Hershey Music Hall Thursday, April 15, Frank E. Brownell will deliver a highly interesting and instructive lecture on the Life, Character and Patriotic service of Col. E. E. Ellsworth…

Chicago: The Jonathan B. Jeffery Printing House, Evening Journal Building, [ca. 1880]. Broadside, 13.75” x 5”, on yellow paper. CONDITION: Good, two separations at folds repaired on verso with document repair tape, small loss along one fold, but no effect on text, slight loss to margin at upper left.

An apparently unrecorded broadside for a lecture delivered by a Union veteran who avenged the killer of the first slain Union serviceman of the Civil War.

In May 1861, private Frank E. Brownell of the 11th Fire Zouaves arrived in Alexandria, Virginia. After the commander of the regiment, Col. Elmer E. Ellsworth, was killed while trying to take down a rebel flag, Brownell killed the man who killed Ellsworth. Ellsworth was the first Union officer killed in the war and soon became a martyr in the north. Ellsworth had been a friend of Abraham Lincoln—having studied in Lincoln’s law office in Illinois before Lincoln became president. Brownell also became a hero for his actions and was given a commission in the Regular Army. He served as an officer for two years before retiring in 1863, and in 1877, he received the Medal of Honor.

Delivered for the benefit of the Chicago Union Veteran Club, this lecture by Capt. Brownell covered “the thrilling circumstances of the death of this darling favorite of the American people.” Emphasizing Ellsworth’s connection to Chicago, the text reads in part:

Chicago contributed this brilliant young soldier to the great cause in which he so early gave out his life, and has always jealously revered and felt an ardent pride in his memory. It was while a resident of Chicago that he first drew the attention of the nation upon him by military genius, and while yet barely 22 years of age. And beside from historical interest connected with his brief but brilliant military career, Captain Brownell, known as his avenger, has carefully prepared from the diary and personal papers of Col. Ellsworth a sketch of his true private character, and which stamps the young patriot-martyr as the Chevalier Bayard or Philip Sidney of the republic. No young man can hear the story of Col. Ellsworth’s inner life but will be made stronger and better thereby; and his rise coming as it did through his own unaided and almost (to the last) wholly unappreciated effort forms a striking example of the results of untiring industry and indomitable perseverance. 
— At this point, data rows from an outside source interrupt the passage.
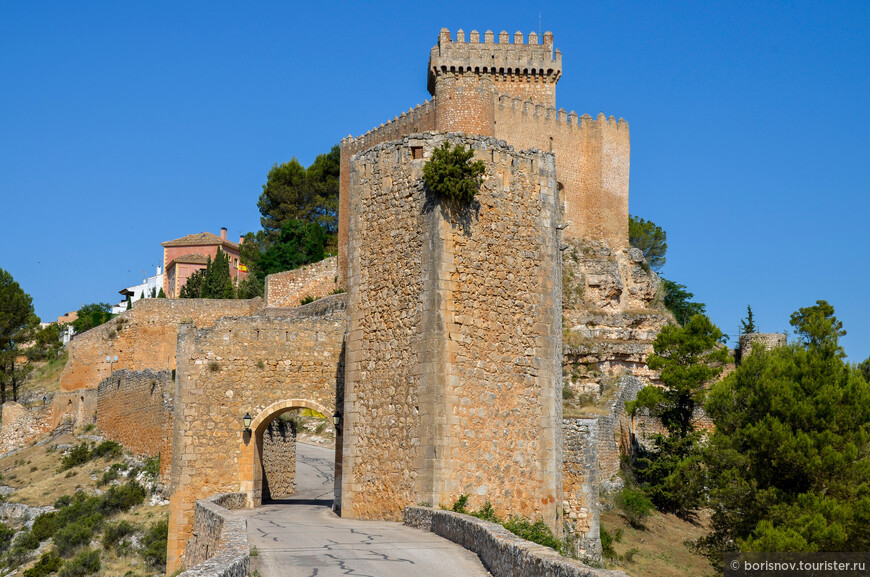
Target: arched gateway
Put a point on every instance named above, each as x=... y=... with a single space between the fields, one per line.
x=261 y=366
x=251 y=480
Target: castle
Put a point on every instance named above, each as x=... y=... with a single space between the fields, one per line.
x=507 y=90
x=443 y=363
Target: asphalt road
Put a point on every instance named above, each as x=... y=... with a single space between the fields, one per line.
x=302 y=537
Brownell was to wear the uniform of the “famous New York Fire Zouaves, worn by him at the time of Col. Ellsworth’s Death,” and Hon. Emory A. Storrs was to introduce him. Two testimonials are included:

I have never been so revolutionized as to my conception of a man’s character as I have been respecting Col. Ellsworth. Mr. Brownell has original documents; Ellsworth’s Journal, and other data that prove that Ellsworth’s character and life are even starting in their exceptional excellence. Mr. Brownell has a lecture on the topic, and will deliver it for half a dozen good reasons and aims. 

My Dear Mr. Brownell: I am more than glad that we are to have from you, a lecture on the life of Col. Ellsworth. I am sure that a recital of his hardships, his self-denials, and his many manly and soldierly qualities, will be of great value to our young men.

Multiple Chicago addresses are listed for buying tickets (which cost 50 cents), including those of a music company and a library. 

No copies recorded in OCLC.

REFERENCES: Lange, Katie. “Medal of Honor Monday: Army 1st Lt. Francis Brownell” (2023) at U.S. Department of Defense online.